23 September 2010

In the Rose Garden of the Martyrs


The thirtieth anniversary of the 23 September 1980 invasion of Iran by Iraq seems as good a time as any to recommend a remarkable book about Iran and the impact of that terrible war: Christopher de Bellaigue’s In the Rose Garden of the Martyrs, Harper Collins, 2004. The title is an ironic reference to the rows and rows of headstones in a cemetery in Tehran where the martyrs of the Iran-Iraq war are interred.

Bellaigue, an Englishman who lives in Tehran with his Iranian wife and writes for The Economist and The New York Review of Books among others, gives us a background to Shi’a Islam, modernisation under the Shah, the Iranian revolution, the origins and conduct of the war, the Iran-Contra scandal and the ongoing hostilities with the United States. These are all there, but they serve as a backdrop to street-level views of Iranian life, and insights into the lives of ordinary Iranian citizens, liberally sprinkled with the views of the people who had been involved in these momentous events.
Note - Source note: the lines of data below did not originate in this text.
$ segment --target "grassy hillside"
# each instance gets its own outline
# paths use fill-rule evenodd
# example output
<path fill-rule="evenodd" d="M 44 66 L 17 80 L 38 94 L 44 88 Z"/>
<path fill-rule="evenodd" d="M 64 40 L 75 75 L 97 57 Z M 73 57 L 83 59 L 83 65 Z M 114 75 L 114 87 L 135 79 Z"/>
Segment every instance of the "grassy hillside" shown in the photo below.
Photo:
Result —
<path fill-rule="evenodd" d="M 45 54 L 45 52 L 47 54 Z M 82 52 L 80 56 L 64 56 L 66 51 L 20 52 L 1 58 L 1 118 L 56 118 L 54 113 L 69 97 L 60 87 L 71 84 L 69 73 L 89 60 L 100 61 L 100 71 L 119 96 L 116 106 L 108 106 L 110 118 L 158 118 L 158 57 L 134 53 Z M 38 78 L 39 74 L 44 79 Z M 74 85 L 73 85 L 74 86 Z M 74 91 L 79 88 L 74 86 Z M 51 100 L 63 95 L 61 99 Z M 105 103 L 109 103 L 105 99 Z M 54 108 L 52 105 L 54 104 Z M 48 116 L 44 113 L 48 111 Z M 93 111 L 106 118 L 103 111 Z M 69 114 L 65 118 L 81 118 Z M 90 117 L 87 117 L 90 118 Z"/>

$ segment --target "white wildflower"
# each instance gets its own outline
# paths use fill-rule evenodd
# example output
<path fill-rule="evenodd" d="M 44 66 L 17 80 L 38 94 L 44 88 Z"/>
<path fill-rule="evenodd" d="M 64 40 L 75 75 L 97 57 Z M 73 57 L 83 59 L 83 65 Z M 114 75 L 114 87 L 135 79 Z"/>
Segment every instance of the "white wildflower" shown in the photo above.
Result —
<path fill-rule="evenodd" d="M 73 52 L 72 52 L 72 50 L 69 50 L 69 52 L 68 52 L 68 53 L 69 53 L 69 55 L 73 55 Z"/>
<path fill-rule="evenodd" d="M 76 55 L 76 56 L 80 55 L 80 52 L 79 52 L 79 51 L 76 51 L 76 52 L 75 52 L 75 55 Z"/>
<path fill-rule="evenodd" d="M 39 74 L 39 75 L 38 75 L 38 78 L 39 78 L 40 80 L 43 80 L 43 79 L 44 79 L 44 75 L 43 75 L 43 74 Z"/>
The cover blurb gives a good feel of what this remarkable and moving book is about:

Beside the highway that leads south from Tehran, the necropolis of Ayatollah Ruhollah Khomeini rises from the sweating tarmac like a miraculous filling-station supplying fuel for the soul. However, the paint is peeling even before the complex has been completed, and the prayer  halls are all but deserted.

Iran’s Islamic Revolution is out of gas; but what happened to the hostage takers, suicidal holy warriors and ideologues who brought it about? These men and women kicked out the Shah, spent eight years fighting Saddam’s Iraq, and terrified the West with their militancy and courage. Now they are a worn out generation.

In this superbly crafted and thoughtful book, Christopher de Bellaigue gives us the voices and memories of these wistful revolutionaries. Mullahs and academics, artists, traders and mystics – the author knows them as an insider, a journalist who speaks fluent Persian and is married to an Iranian, and also as an outsider, a Westerner isolated in one of the world’s most enigmatic and impenetrable societies.

The result is a subtly intense revelation of the hearts and minds of the Iranian people, and what it is to live among them.